I then tried to google uberkey, then realised that it was actually spelted as yubikey instead of uberkey.

Yubikey is a usb keyboard that generates a 12 character yubi ID, and a 44 character OTP or 44 static characters long password on pressing the button found on the token. The concept was interesting, especially we don’t need to rememeber long cryptographically strong password anymore. The price pitch was rather attractive @ 25USD for a single unit, and @ 20 USD when the MOQ is 10.The yubikey support openID login through it’s yubiID and OTP authentication. However this like any other OTP systems, it requires an internet connection to verify the authenticity of the id and OTP. There are several API and source code available for the development of the yubi key.

I was thinking of how can i use the yubikey for multiple sites w/o compromising the key, one possible solution on using this on multiple website or login, could be to prepend the password with a password that you normally use and subsequently use the static password generated by the yubikey. Some issues i normally face while doing such things is that the website only allows password of length which are like 12 characters or so. What is wrong with these sites? Coming to this point, i usually do a md5 on my password(which depends on which site i visit), for example my google account password could be googPASSSWORD and yahoo could be yahoPASSWORD. [Psss i use vimperator to do a md5 hash on my password, by pressing "o md5 googPASSWORD". ] This is then entered as the password for my login, and some of them refused it as they only allow 12 characters. Sites that only allow 12 characters worry me, i have visited site and registered with site that stores my password in plaintext! First i assumed it is in plaintext, because when i request for a forget password, they return me the same password that i have entered. What is wrong with these sites, they should have a reset password function during “Forget password”. It is also unlikely that they have encrypted the password with a public key and subsequently decrypted it with their private key, this is way too much work compared to the reset password feature! So how do you remember all your password. Another way to avoid all these problem of password for websites, is to make use of www.bugmenot.com, they have pre-registered accounts that just works. This is very useful for sites that require log in before downloading, searching in forum, etc.

SSL certificates as talked about in Security Now 177, has been kinda of compromised. Only for md5 signed certs though. It seems that a group of researchers made use of 200 PS3[Yeah powerful PS3 SPU at it's best?]  to brute force a fake root CA certificate that is valid. This would then allow them subsequently create SSL certificates for any site! The podcast talks about how to fix this locally on your PC, by removing all the CA certs that are md5 signed. Do check the podcast out for more details on how to drop these certs from your OS.

Been busy these days, going to post more later on.
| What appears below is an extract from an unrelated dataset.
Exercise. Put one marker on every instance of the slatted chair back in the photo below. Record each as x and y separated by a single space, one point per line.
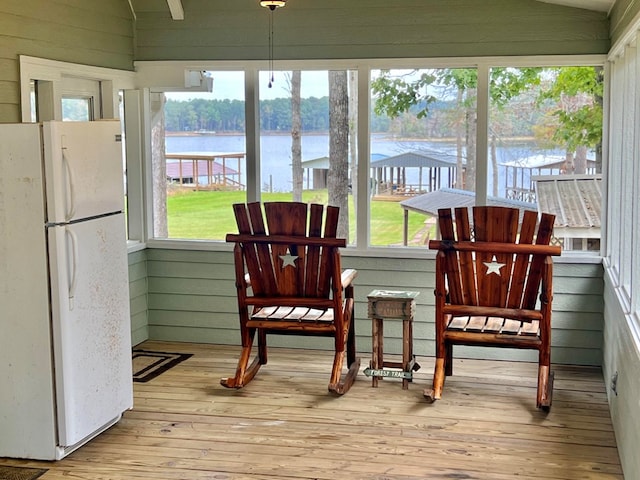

revision3.com/hak5/SessionHijackingAndVirtualizing/

Session hijacking. In short, by using tools available now, you can effectively
1. Use Jasager [www.digininja.org/jasager/index.php] to let people think that they are on their default wifi network. Meaning, i go to a starbucks, i turn on my wifi, and my laptop automatically tries to connect to wireless@SG. Jasager lets you log on to it, making you think that you have connected to the wireless@SG hotspot. You start surfing, thinking cool, free internet again
2. Prankster, hacker, kid, whatever who had setup the jasager, use ferret and hamster and tap into whatever you are surfing, using you session, your cookie, etc. erratasec.blogspot.com/2007/08/sidejacking-with-hamster_05.html
3. Game over, you find you have posted some things in facebook or started to poke people at the wrong place, started to mass mail your friends, etc.

From point 2, you can see that this is a very old post, so i hope that this post will bring about more awareness.
So how to prevent this from happening? You can’t really, you just have to be careful, you have to know the infrastructure of the network like what Hak5 said.
1. For example, if you are logged in to your home router ssid, but hey you are at macdonalds, that can be right? You better get your butt off from that network.
2. For example, if you are logged on to wireless@SG, it did’nt prompt you for the usual password? Something is wrong, even if it prompts you for your password, better check the SSL certs, etc to make sure you are on the right wifi network
3. Make use of SSH tunnelling, so that people won’t be able to see the packets and side jack you.

The video just blows me away, you got to watch it, to know how bad this is.